Al abrir el equipaje, los agentes se toparon con cuatro maletas de alta seguridad que resguardaban 77 lingotes de oro de alta pureza. El pesaje oficial arrojó 189,5 kilogramos, un tesoro valorado con precisión en 25 millones de dólares. Los documentos presentados ante el Servicio Nacional de Registro y Control de la Comercialización de Minerales y Metales (Senarecom) eran burdas falsificaciones clonadas para burlar la soberanía del Estado.
El oro fue confiscado y trasladado de inmediato a las bóvedas de seguridad del Banco Central de Bolivia (BCB) para su custodia. En ese instante comenzó el verdadero nudo de la novela: las investigaciones determinaron que el cargamento fue despachado por una supuesta empresa intermediaria con sede en La Paz. Sin embargo, desde el día de la incautación hasta la fecha, ningún ejecutivo, apoderado legal o empresario se ha presentado ante las oficinas del Ministerio Público o del BCB para reclamar la propiedad legítima de los 25 millones de dólares.
En la economía globalizada, perder semejante cantidad de oro desataría batallas legales inmediatas. En este caso, el silencio es absoluto. Las firmas fantasmas prefieren dar por perdido un botín millonario antes que enviar a un abogado a estampar una firma que revele la identidad de los verdaderos barones del contrabando de oro en el país. Para los cerebros de la operación, 25 millones de dólares son un costo operativo aceptable con tal de mantener el anonimato.
La ley de la puerta giratoria y los peones desechables
Una novela de misterio requiere un desenlace, y en el sistema judicial que rodea a Viru Viru, el desenlace es la libertad expedita. La estructura criminal opera con la certeza de que el tiempo tras las rejas es breve si el capital que se mueve es lo suficientemente grande.
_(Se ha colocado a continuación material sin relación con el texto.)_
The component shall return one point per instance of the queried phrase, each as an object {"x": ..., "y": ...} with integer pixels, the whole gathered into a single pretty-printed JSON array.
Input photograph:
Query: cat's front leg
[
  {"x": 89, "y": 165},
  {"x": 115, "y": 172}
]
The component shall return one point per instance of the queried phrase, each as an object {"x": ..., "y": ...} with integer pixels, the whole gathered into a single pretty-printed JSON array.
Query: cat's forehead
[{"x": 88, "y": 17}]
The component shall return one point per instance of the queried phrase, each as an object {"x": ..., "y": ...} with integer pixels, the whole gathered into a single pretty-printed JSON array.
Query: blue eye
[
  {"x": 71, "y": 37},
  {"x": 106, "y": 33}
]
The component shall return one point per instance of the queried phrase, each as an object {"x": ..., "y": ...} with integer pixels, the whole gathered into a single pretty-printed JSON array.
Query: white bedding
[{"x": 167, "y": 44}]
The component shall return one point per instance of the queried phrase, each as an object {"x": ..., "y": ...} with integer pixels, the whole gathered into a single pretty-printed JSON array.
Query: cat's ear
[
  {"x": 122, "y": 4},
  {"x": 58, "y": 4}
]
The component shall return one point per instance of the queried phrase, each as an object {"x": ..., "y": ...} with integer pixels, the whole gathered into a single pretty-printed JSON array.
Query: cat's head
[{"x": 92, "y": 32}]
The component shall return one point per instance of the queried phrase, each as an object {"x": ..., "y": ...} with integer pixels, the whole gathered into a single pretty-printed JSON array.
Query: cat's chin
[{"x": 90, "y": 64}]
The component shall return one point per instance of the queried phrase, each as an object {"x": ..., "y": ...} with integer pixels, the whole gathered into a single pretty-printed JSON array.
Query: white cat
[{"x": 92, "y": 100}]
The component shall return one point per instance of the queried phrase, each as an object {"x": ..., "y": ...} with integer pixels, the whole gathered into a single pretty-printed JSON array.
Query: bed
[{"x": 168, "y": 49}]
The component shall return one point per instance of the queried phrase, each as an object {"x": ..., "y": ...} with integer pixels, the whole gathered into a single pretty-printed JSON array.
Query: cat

Para el traslado de los 189,5 kilos de oro a los Emiratos Árabes se utilizó como transportador a Adrián L. R., un joven de apenas 22 años, el prototipo del eslabón fungible en la cadena del contrabando. Aunque el Ministerio Público solicitó formalmente una reclusión preventiva de 180 días debido a la gravedad del daño económico, las maniobras de su defensa permitieron que recuperara la libertad en cuestión de semanas, dejando la investigación sin su principal testigo material en celdas.
El destino de los arquitectos del caso de las 32 maletas siguió un guion idéntico. El exjuez Hebert Zeballos logró la modificación de sus medidas cautelares en un tribunal de alzada poco tiempo después de su captura. Finalmente, el 24 de agosto de 2026, tras pasar casi siete meses en el penal de Palmasola, la exdiputada Laura Rojas Ayala abandonó formalmente el recinto carcelario.
La resolución judicial dictada a su favor le otorgó la detención domiciliaria con arraigo y una fianza de 50.000 bolivianos, pero con un beneficio inusual para un caso de esta magnitud: Rojas cumplirá el encierro en su propiedad sin contar con escolta policial en la puerta, supeditada únicamente a un sistema de control biométrico y firmas semanales en la Fiscalía.
El Dato de Cierre: El abandono total de una fortuna que suma $us 125 millones entre oro incautado y divisas invisibles destapa el poder de una red criminal dispuesta a sacrificar millones con tal de mantener bajo la sombra las identidades de sus verdaderos líderes.